Wöss ruht in sich, er vertraut seinem Arbeitsgerät ("Der Eurofighter ist wahnsinnig zuverlässig") und dem Zusammenhalt in der Truppe. "Auch das deckt sich mit dem Film." Beruhigt das auch seine Mama? "Die macht sich auch Sorgen, wenn ich bergsteigen gehe." Und seine Freundin? "Als Polizistin hat sie den gefährlicheren Job."

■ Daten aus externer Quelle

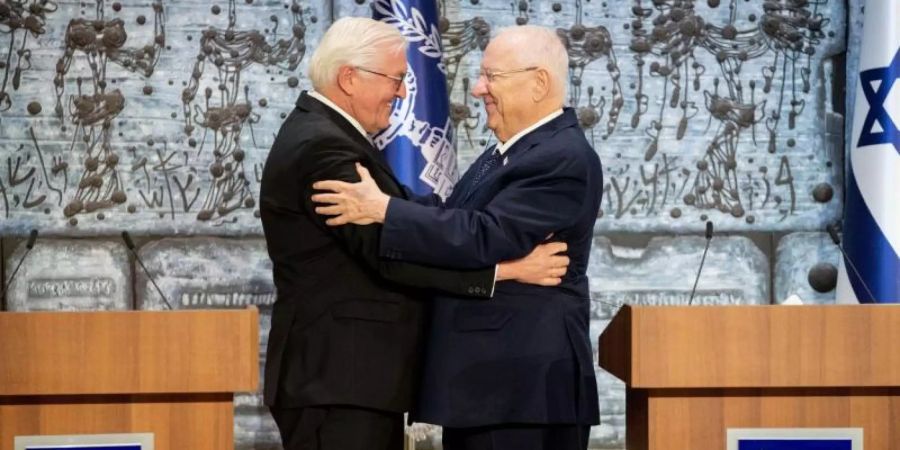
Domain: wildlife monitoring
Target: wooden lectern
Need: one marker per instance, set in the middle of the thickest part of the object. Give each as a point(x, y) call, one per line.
point(170, 373)
point(693, 372)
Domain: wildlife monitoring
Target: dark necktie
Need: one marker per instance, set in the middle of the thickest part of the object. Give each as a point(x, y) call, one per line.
point(490, 163)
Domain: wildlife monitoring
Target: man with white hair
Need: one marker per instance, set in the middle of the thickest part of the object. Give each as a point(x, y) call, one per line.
point(515, 373)
point(344, 350)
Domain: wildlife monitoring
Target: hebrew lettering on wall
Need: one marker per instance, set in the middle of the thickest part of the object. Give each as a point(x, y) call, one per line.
point(700, 110)
point(153, 117)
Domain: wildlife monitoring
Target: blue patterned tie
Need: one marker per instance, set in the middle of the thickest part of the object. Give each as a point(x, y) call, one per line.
point(490, 163)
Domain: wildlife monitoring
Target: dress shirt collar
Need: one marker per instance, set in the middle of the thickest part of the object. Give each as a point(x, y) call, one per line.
point(504, 146)
point(340, 111)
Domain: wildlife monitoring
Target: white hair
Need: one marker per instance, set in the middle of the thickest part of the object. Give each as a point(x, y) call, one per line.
point(540, 47)
point(352, 41)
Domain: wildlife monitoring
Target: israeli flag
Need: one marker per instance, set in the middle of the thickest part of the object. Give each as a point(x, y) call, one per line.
point(418, 143)
point(872, 208)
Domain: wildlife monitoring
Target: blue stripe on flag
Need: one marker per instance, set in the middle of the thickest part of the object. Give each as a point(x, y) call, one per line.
point(869, 250)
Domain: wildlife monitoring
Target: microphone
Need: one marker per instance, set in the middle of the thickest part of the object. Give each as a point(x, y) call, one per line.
point(130, 244)
point(836, 238)
point(702, 260)
point(32, 237)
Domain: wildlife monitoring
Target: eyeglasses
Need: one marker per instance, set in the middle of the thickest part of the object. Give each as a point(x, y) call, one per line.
point(398, 80)
point(491, 76)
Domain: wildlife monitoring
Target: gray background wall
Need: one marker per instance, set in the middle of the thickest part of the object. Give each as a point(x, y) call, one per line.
point(158, 120)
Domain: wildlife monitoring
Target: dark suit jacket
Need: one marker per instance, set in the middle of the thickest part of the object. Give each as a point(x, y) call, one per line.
point(343, 330)
point(524, 356)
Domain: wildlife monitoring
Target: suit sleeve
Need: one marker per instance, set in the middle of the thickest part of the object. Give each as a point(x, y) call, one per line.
point(427, 200)
point(542, 200)
point(335, 163)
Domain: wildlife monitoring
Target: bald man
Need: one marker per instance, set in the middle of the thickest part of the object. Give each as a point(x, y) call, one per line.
point(515, 373)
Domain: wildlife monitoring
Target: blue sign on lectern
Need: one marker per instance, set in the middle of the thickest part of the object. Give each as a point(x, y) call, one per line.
point(126, 441)
point(795, 439)
point(86, 447)
point(795, 444)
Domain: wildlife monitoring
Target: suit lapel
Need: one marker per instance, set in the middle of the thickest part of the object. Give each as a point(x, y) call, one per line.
point(310, 104)
point(514, 154)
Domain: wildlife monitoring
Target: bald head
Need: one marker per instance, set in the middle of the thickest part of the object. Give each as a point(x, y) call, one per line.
point(523, 78)
point(535, 46)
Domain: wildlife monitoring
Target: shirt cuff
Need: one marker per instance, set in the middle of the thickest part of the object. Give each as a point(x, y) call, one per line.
point(494, 284)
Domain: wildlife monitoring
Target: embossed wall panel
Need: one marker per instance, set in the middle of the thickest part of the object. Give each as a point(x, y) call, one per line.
point(699, 109)
point(200, 273)
point(70, 275)
point(151, 116)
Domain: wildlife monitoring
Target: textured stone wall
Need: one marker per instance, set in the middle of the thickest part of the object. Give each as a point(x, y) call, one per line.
point(155, 116)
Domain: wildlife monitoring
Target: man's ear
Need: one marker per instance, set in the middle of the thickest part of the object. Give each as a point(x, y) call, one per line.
point(347, 80)
point(542, 85)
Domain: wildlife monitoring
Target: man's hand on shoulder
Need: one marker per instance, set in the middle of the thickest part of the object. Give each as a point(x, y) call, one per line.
point(544, 266)
point(360, 203)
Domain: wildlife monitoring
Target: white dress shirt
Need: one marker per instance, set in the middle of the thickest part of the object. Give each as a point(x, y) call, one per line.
point(504, 146)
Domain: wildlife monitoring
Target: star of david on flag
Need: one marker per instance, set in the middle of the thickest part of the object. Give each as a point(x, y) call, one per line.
point(872, 204)
point(418, 143)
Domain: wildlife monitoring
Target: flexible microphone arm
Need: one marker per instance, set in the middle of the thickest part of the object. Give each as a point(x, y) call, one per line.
point(32, 237)
point(130, 244)
point(709, 232)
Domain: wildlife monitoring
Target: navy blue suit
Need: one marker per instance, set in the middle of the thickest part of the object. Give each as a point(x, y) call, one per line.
point(523, 357)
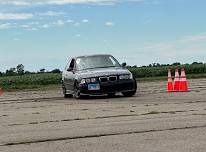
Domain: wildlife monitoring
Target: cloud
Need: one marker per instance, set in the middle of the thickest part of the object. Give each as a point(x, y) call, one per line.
point(63, 2)
point(193, 38)
point(78, 35)
point(15, 16)
point(16, 3)
point(85, 21)
point(69, 21)
point(7, 26)
point(109, 24)
point(51, 13)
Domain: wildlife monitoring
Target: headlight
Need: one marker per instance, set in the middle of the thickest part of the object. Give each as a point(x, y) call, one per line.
point(126, 77)
point(93, 80)
point(83, 81)
point(88, 80)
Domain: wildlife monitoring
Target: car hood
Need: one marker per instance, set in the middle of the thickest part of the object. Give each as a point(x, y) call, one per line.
point(98, 72)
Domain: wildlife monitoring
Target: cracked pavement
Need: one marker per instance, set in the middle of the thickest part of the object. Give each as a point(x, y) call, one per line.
point(153, 120)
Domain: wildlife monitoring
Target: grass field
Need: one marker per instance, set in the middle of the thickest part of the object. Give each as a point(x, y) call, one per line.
point(30, 81)
point(46, 81)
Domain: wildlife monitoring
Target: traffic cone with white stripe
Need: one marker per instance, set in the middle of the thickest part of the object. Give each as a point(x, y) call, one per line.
point(170, 83)
point(1, 92)
point(183, 81)
point(177, 81)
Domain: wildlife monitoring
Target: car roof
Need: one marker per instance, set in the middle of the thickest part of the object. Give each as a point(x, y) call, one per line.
point(92, 55)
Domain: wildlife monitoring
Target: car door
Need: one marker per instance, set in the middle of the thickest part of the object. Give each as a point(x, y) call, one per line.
point(70, 75)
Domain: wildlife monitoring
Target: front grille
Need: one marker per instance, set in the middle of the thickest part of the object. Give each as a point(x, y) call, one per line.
point(112, 78)
point(103, 79)
point(109, 78)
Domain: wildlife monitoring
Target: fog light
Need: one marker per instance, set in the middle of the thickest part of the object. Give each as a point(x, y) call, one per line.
point(88, 80)
point(93, 80)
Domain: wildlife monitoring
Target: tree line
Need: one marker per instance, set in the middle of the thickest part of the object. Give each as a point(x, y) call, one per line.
point(19, 70)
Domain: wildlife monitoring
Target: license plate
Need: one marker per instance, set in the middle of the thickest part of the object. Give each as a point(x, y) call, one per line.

Momentan tobt in der Ukraine ein Krieg. Abgesehen davon, dass somit der (wegen der Pandemie verschobene) Start von "Top Gun" sehr unglücklich ist – hat sich für Wöss und seine Kollegen dadurch etwas verändert? Auch in der Wahrnehmung der Bevölkerung? "Bloß unsere Einsatzzeiten wurden verlängert. Und unser Ansehen in der Bevölkerung war ehrlicherweise immer schon hoch." 10.000 Fuß und mehr.